Mar 19, 2009

Prince of Disco - Afghanistan's Change Candidate


Could we do worse than Karzai? Probably.

THE great-grandson of Afghanistan's legendary Iron Amir – who forced rogue courtiers to eat each other – has joined the race to be the country's next president.

Prince Abdul Ali Seraj, who opened Afghanistan's first nightclub in the 1970s, said it is time to launch "psychological warfare" against the Taleban and reclaim Islamic law from the extremists.

The royal insists Afghanistan needs a "change candidate" because President Hamid Karzai has failed. His great grandfather Abdur Rahman Khan ruled from 1880 to 1901, massacring tens of thousands on the battlefield, while executing and torturing hundreds more whom he suspected of dissent.


He made slaves of an entire province, yet he is fondly remembered inside Afghanistan as one of the few rulers in the last 250 years ever to unite country's various tribes and ethnic groups.

Prince Ali fled Afghanistan in 1978 after a communist coup, disguised as a hippy. He returned in 2002 after the Taleban collapsed, and says Abdur Rahman is his hero. "Afghanistan needs a strong leader," he said. "Afghan people have never rallied around policies; they have rallied around people."

He owes his life to a bunch of stoned Australian hippies who agreed to help smuggle him out of the country in their overland "love bus".

They even gave him a guitar, to disguise him, when secret police boarded the bus close to the Khyber Pass, at the border Pakistan border. "I had no idea how to play a guitar," he said. "But they just told me to strum it whenever they did, so I did."

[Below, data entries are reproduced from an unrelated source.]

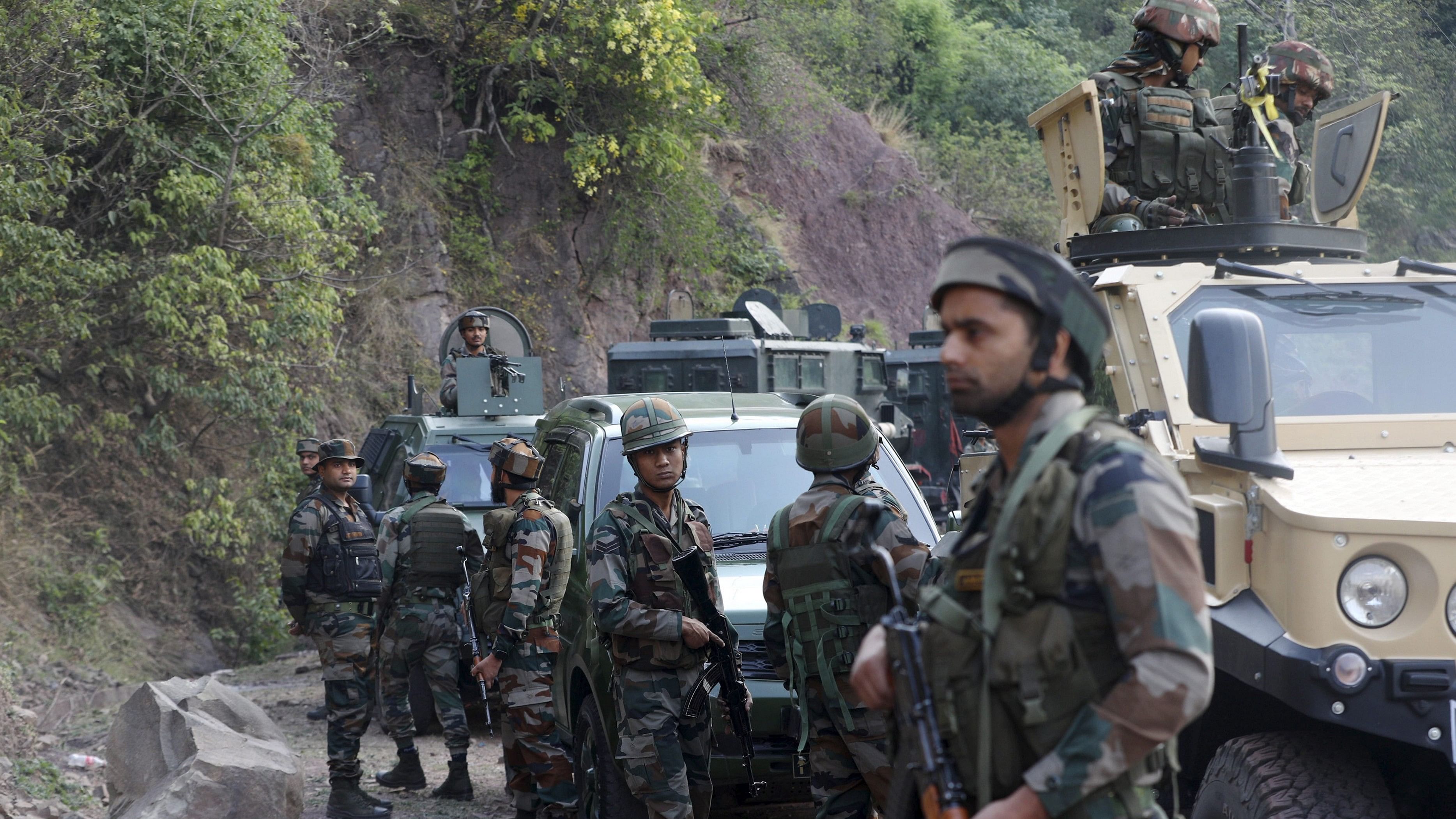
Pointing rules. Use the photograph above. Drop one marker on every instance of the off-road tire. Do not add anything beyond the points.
(1292, 776)
(600, 786)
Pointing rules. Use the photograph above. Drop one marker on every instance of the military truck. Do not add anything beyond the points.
(741, 471)
(1309, 399)
(758, 347)
(462, 439)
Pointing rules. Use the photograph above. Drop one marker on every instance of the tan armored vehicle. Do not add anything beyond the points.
(1309, 399)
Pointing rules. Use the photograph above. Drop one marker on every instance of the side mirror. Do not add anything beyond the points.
(1230, 382)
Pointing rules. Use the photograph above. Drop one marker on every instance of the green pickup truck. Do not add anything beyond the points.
(741, 472)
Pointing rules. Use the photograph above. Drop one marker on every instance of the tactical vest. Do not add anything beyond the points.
(1047, 660)
(344, 564)
(1177, 145)
(829, 604)
(436, 530)
(500, 566)
(656, 586)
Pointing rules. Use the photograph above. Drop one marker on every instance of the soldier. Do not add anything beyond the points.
(329, 582)
(659, 646)
(475, 332)
(1162, 142)
(820, 603)
(421, 577)
(308, 451)
(1307, 79)
(1077, 574)
(527, 582)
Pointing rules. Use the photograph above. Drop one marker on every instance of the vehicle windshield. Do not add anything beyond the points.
(745, 476)
(468, 473)
(1347, 350)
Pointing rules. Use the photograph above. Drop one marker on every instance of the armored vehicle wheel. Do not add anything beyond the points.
(1288, 776)
(600, 786)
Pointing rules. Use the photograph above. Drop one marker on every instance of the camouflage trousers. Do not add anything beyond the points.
(538, 766)
(423, 635)
(344, 640)
(663, 754)
(849, 767)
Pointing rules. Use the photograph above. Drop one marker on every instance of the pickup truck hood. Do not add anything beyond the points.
(1408, 492)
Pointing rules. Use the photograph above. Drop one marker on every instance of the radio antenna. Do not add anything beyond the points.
(733, 402)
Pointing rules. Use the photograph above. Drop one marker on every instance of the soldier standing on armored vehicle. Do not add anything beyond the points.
(1307, 79)
(421, 572)
(659, 646)
(1078, 571)
(329, 581)
(475, 332)
(820, 604)
(1162, 143)
(527, 580)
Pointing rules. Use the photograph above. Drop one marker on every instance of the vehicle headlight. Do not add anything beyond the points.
(1373, 591)
(1451, 609)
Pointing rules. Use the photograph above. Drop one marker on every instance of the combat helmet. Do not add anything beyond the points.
(1298, 62)
(1181, 21)
(835, 434)
(426, 469)
(1049, 286)
(651, 423)
(474, 319)
(517, 459)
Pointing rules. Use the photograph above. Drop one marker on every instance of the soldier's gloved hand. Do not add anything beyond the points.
(697, 635)
(1161, 213)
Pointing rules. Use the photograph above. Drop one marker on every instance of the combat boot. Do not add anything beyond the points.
(458, 785)
(349, 802)
(407, 775)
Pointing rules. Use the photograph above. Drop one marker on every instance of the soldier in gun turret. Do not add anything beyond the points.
(659, 639)
(519, 620)
(421, 575)
(1068, 622)
(822, 601)
(475, 332)
(1162, 142)
(1307, 79)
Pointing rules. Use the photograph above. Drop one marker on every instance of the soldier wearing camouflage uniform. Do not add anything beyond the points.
(1077, 574)
(1162, 140)
(329, 582)
(475, 332)
(520, 613)
(659, 645)
(1307, 81)
(420, 561)
(820, 603)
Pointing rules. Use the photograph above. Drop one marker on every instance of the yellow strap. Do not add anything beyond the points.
(1263, 108)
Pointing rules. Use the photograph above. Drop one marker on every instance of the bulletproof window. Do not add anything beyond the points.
(812, 373)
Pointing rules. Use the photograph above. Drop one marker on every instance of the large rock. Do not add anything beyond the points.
(190, 748)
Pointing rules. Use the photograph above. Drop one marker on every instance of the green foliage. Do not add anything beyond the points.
(175, 232)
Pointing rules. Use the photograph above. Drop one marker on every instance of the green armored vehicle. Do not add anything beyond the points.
(462, 440)
(741, 471)
(1309, 399)
(759, 347)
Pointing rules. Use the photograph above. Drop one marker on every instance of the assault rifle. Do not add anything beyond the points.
(475, 639)
(945, 796)
(724, 665)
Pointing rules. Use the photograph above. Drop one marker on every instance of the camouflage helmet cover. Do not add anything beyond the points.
(1036, 277)
(651, 423)
(340, 449)
(1302, 63)
(475, 319)
(835, 434)
(1183, 21)
(426, 467)
(517, 457)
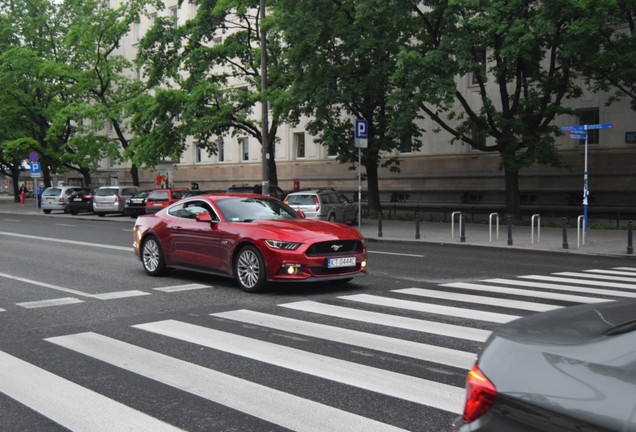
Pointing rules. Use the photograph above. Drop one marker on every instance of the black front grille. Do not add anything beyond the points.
(335, 248)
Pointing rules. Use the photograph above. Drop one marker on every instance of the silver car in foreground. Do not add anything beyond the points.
(569, 369)
(56, 198)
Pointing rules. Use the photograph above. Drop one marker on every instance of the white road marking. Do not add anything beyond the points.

He left behind a string of businesses including Kabul's first disco, called 25 Hours, a bowling alley and a Chinese restaurant.

Prince Ali describes himself as a child of the Sixties, but insists Afghanistan needs tough love, instead of free love. Echoing his great grandfather's nickname, he said the president needs an iron fist.

"Afghanistan needs a ruler with two heads," he said. "He needs compassion for 95 per cent of the people, and an iron fist for the other 5 per cent – the terrorists, al-Qaeda and corrupt officials."

-Scotsman

4 comments:

Anonymous said...

Are you kidding? This guy sounds great!

M1 said...

All in!

Pope Incontinentius XIII said...

Yeah, I bet the Hazaras are just thrilled at the idea of the reincarnation of Abdur Rahman.

M1 said...

A cat older than you, Patton?! Chr*st!